Fourier transform MCMC, heavy tailed distributions and geometric ergodicity
Denis Belomestny, Leonid Iosipoi

TL;DR
This paper introduces a Fourier domain MCMC approach for heavy tailed distributions, enabling efficient integration and demonstrating geometric ergodicity even for complex distributions.
Contribution
It proposes a novel Fourier domain MCMC method for heavy tailed distributions with known characteristic functions, ensuring geometric ergodicity.
Findings
Efficient integral computation using Fourier MCMC.
Applicable to heavy tailed distributions like stable laws.

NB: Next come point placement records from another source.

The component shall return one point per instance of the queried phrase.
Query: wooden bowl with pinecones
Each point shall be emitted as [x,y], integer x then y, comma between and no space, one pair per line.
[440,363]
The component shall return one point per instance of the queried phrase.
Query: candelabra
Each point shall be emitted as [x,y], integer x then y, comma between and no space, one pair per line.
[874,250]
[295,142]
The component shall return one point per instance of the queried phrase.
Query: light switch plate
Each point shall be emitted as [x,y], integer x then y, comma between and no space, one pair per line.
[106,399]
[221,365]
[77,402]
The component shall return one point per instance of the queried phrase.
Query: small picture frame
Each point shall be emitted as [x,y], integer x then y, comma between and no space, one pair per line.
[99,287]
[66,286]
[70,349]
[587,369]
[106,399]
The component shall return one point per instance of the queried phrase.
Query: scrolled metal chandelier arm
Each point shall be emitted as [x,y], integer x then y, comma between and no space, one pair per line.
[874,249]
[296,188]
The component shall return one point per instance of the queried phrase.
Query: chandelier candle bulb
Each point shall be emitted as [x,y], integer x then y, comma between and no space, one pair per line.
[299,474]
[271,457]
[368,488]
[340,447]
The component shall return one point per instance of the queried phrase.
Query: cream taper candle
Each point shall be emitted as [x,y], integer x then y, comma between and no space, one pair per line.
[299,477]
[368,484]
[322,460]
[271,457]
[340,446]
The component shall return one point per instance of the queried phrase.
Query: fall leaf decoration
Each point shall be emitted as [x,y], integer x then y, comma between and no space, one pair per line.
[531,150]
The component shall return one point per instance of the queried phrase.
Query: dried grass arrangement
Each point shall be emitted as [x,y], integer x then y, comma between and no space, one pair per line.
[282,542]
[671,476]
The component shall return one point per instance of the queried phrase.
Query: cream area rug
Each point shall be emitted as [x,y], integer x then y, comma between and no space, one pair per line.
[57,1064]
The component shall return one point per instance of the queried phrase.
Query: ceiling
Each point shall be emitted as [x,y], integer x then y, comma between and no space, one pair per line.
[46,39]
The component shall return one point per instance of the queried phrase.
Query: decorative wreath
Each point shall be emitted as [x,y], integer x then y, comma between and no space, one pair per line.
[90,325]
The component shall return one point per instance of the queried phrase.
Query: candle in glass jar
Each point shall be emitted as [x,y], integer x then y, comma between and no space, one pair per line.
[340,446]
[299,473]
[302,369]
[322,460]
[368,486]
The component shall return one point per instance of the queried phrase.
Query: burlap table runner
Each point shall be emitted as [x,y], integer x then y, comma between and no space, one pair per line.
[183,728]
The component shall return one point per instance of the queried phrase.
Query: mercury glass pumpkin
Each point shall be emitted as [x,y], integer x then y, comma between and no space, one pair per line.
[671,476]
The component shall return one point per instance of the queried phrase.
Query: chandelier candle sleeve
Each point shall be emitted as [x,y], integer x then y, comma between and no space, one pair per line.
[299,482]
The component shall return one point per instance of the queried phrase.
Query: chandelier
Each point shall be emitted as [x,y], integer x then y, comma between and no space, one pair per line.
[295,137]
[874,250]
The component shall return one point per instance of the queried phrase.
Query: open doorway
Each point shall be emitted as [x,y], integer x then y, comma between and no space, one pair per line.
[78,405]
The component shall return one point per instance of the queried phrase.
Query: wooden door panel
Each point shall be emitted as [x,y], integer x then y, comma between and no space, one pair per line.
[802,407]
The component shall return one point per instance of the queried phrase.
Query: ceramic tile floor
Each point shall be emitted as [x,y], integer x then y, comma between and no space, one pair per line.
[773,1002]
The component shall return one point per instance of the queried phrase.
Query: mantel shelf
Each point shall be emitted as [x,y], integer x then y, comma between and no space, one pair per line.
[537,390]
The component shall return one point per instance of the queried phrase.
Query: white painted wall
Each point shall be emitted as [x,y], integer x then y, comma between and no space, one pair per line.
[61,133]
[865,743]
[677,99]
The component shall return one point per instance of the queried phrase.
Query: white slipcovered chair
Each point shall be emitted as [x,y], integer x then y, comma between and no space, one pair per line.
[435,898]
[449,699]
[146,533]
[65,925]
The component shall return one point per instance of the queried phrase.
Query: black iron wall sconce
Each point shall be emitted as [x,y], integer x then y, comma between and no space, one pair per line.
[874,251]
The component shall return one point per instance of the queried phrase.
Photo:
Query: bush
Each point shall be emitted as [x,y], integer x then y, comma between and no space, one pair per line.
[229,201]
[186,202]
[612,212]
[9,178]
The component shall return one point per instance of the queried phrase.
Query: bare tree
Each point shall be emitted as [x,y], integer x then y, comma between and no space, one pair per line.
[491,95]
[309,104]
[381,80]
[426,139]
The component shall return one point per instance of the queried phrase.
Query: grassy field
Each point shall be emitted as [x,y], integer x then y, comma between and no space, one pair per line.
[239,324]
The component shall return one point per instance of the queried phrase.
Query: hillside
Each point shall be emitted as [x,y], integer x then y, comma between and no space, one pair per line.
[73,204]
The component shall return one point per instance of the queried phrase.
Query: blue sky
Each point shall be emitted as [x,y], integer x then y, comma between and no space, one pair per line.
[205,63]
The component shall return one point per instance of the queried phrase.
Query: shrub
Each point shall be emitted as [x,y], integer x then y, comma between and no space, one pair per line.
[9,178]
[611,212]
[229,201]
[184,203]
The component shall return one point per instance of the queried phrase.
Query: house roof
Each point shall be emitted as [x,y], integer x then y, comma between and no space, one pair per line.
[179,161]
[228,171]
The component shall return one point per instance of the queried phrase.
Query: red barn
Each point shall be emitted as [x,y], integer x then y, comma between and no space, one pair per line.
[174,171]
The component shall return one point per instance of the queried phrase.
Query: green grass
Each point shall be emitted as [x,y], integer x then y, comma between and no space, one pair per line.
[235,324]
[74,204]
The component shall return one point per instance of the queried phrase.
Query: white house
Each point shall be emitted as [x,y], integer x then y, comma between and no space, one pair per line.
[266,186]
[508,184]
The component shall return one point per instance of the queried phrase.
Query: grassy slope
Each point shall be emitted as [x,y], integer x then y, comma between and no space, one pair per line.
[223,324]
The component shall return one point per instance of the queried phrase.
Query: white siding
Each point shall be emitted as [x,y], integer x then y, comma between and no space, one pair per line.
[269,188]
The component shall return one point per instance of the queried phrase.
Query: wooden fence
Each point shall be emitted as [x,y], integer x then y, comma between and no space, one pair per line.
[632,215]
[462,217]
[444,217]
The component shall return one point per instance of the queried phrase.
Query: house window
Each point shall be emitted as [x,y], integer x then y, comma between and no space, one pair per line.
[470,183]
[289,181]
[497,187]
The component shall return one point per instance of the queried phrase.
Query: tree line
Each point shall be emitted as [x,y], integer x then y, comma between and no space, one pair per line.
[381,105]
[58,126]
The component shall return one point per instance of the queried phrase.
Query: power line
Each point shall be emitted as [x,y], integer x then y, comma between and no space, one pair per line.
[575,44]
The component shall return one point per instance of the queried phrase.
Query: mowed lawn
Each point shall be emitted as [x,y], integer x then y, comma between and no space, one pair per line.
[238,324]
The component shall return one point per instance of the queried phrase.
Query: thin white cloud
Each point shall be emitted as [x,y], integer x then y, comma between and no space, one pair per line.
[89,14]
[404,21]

Demonstrated geometric ergodicity in numerical examples.
Abstract
Markov Chain Monte Carlo methods become increasingly popular in applied mathematics as a tool for numerical integration with respect to complex and high-dimensional distributions. However, application of MCMC methods to heavy tailed distributions and distributions with analytically intractable densities turns out to be rather problematic. In this paper, we propose a novel approach towards the use of MCMC algorithms for distributions with analytically known Fourier transforms and, in particular, heavy tailed distributions. The main idea of the proposed approach is to use MCMC methods in Fourier domain to sample from a density proportional to the absolute value of the underlying characteristic function. A subsequent application of the Parseval's formula leads to an efficient algorithm for the computation of integrals with respect to the underlying density. We show that the resulting…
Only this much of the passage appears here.